[CH] Salsas from July issue of Gourmet Magazine
Suzanne (suz@avana.net)
Fri, 17 Jul 1998 17:25:29 -0400
I picked up this month's Gourmet Magazine to check out all the varieties of
margarita recipes they had in there and found a bunch of salsa recipes as
well...if they keep this up I'll have to buy a subscription!
CHs may want to make a few substitutions, but there are some good starting
points. Here are a few of the recipes they listed:
Tomatillo Celery Salsa
1 pound fresh tomatillos
4 celery ribs
1 cup packed fresh cilantro
6 radishes
1 tablespoon fresh lemon juice
Remove husks from tomatillos and rinse under warm water. Pat tomatillos
dry and cut about three fourths of them into 1/4 inch dice. In a blender
or food processor puree remaining romatillos until smooth. Cut celery into
1/4 inch dice and finely chop cilantro. Slice radishes and cut into
julienne strips. In a bowl toss together all ingredients and season with
salt. Makes about 3 cups.
Watermelon, cantaloupe, and red pepper salsa
(note: I think I'd bag the red pepper and jalapeno and use habs)
1-pound piece watermelon
1-pound piece cantaloupe
1/2 red bell pepper
1/2 small Vidalia onion, or other sweet onion
1/2 cup packed fresh cilantro
jalapeno to taste
2 tablespoons chopped fresh mint
1 tablespoon fresh lime juice
Remove rinds and seeds from melons and cut fruit into 1/4-inch dice. Cut
bell pepper into 1/4-inch dice. Finely chop onion, cilantro, and jalapeno.

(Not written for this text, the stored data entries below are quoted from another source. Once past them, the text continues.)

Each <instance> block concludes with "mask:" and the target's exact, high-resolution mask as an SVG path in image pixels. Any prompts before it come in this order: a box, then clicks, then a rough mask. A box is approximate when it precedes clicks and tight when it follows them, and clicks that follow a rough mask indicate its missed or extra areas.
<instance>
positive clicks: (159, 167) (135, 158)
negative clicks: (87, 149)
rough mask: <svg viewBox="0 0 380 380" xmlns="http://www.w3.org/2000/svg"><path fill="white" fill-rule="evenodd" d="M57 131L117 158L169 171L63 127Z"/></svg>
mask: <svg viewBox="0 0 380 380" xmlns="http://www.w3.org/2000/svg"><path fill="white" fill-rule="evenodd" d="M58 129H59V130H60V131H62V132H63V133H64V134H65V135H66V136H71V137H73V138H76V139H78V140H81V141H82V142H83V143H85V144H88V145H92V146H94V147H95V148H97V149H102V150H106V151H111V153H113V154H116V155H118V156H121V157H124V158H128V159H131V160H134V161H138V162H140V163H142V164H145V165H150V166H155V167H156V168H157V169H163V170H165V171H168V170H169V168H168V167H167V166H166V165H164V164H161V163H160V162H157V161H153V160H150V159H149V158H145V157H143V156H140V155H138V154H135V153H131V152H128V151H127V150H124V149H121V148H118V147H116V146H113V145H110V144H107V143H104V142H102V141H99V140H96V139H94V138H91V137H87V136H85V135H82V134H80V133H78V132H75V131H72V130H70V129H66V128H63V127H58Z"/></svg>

In a bowl(hmmm or a twister board) toss together all ingredients and season
with salt. Makes about 4 cups.
Charred Tomato, Chiptole, and Mango Salsa
2/3 pound plum tomatoes (about 3 medium)
1 to 2 canned chipotle chiles in adobo
1/4 cup fresh lime juice
1 tablespoon honey, or to taste
1 ripe mango
Preheat broiler.
Quarter tomatoes and transfer to a shallow baking pan. Broil tomatoes 4
to 5 inches from heat until slightly charred, about 15 minutes. Seed
chipotles. In a blender or food processor puree tomatoes, chipotles, lime
juice, and honey until smooth.
Peel mango and finely chop. In a bowl stir together tomato mixture and
mango and season with salt. can be made one day ahead. makes about 1 1/2
cups. (another note: I am thinking I might peel off the charred tomato skin
before whizzing up the maters)
Spicey Pineapple, Apricot, and Jicama Salsa
1/2 small pineapple
1/2-pound piece jicama
3 oz dried apricots
1 small red onion
1/2 cups packed fresh cilantro
habaneros to taste
Peel pineapple and cut enough into 1/4-inch dice to measure 1 3/4 cups.
Peel jicama and cut into 1/4-inch dice. Coarsely chop apricots and chop
enough onion to measure 3/4 cup. Finely chop cilantro and chiles. In a
bowl toss together all ingredients and season with salt. May be made 6
hours ahead and chilled. Makes 4 cups.
There are a couple others but I'm not typing anymore!